Mais de duas décadas depois chegou a sua vez. «Não queria perder esta oportunidade porque é uma sala que adoro e ainda para mais trata-se da última exposição». A ideia de Quarto Escuro, explica a artista, «é estarmos num sítio pouco iluminado e irmos descobrindo aqueles rostos e aquelas personagens». O título remete para o jogo infantil, mas também para a aproximação à obra de arte. «Quando vou ao encontro de um objeto artístico, gosto de tentar reconhecê-lo um pouco no escuro, sem ter grande informação». Acerca da criação das suas pinturas, Molder revela que começa com um modelo tirado de um filme ou de uma fotografia, o qual «é completamente alterado pela minha mão, mas também pelas minhas memórias e outras imagens que vão aparecendo».
Laboratório de emoções
«Começámos com uma mulher e terminamos com uma mulher», congratula-se Sofia Marçal, responsável pela Sala do Veado desde 2008. A museóloga recorda que tudo começou com o incêndio de 1978, que destruiu as coleções de História Natural e deixou as salas inutilizadas. «Em 1990, a Fernanda Fragateiro veio ter com o Professor Galopim de Carvalho, que era o diretor, e propôs-lhe fazer uma exposição nestes espaços. Correu lindamente e a partir desse momento vieram outros artistas».
A Sala do Veado tornou-se desde então um verdadeiro laboratório. E as exposições de arte alteraram a noção de que faltavam condições dignas de um museu. «Quando os investigadores viram que se podia fazer exposições de arte com estas paredes cruas de cimento, perceberam que também podiam fazer exposições de ciência».
Antes do incêndio, a sala do Veado fazia parte da ala de Geologia e Paleontologia do museu. «Estava cheia de vitrinas e havia esse veado imponente, de uma espécie extinta há 12 mil anos. O veado não ardeu, só ardeu a cabeça. Ainda pode ser visto no átrio», nota Sofia Marçal.
A memória nos buracos
Além do veado, subsistem outros vestígios do fogo de 1978, como uma porta que se mantém negra do fogo. Mas sobretudo moram nas paredes da sala que agora vai fechar as memórias das exposições de arte contemporânea que ali tiveram lugar. «As montagens são feitas pelos próprios artistas com esforço físico. Não é com um preguinho, não é com cola, é mesmo com Black&Decker», explica Sofia Marçal. Como as marcas de canteiro numa catedral, os buracos fazem parte da história.
A museóloga, que está a fazer um doutoramento sobre a Sala do Veado, chama também a atenção para os laços de afeto que se geram entre os criadores e a sala. «Fiquei aqui muitas vezes com eles até às duas, três da manhã. Normalmente vinham com os familiares fazer as montagens – o pai, o irmão, a mulher ou o marido, o filho ou a tia».

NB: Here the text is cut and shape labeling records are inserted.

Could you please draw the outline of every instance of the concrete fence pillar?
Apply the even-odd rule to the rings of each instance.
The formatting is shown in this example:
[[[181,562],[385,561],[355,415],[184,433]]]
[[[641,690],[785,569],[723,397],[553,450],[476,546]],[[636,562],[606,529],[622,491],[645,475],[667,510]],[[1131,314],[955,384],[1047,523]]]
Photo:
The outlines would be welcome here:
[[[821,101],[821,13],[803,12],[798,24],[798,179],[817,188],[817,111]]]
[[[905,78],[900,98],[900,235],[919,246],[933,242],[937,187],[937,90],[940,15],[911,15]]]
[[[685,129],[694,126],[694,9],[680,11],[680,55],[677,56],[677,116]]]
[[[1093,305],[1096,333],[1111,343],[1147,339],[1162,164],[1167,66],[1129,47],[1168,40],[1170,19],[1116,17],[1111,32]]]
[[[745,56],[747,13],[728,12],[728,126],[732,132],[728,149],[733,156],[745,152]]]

José Pedro Sousa Dias, o diretor do museu, justifica a decisão do encerramento. «A sala já cumpriu a sua missão nestes 25 anos. Pretendemos continuar com exposições de arte contemporânea mas não neste modelo». Até porque «a área expositiva já começa a ser um bem escasso».
Quando reabrir, o espaço será ocupado por uma exposição «sobre a relação entre a botânica e as populações, usando as coleções aqui do museu de botânica e do instituto de investigação científica tropical». Embora mude de função, a sala manterá as suas características. «Aquela ala do museu tem uma imagem de marca deixada pelo incêndio. Não fazemos tenções de alterar muito essa imagem», diz o diretor. E garante que o futuro não passa «por meter estuque nas paredes».
«Esta rudeza da sala fascinava os artistas», revela Sofia Marçal. «Há qualquer coisa de magia nesta sala e eles estão todos com muita pena». Adriana Molder confirma o sentimento. «É um espaço muito independente, muito central, numa das nossas ruas mais bonitas. Acho que vai fazer muita falta».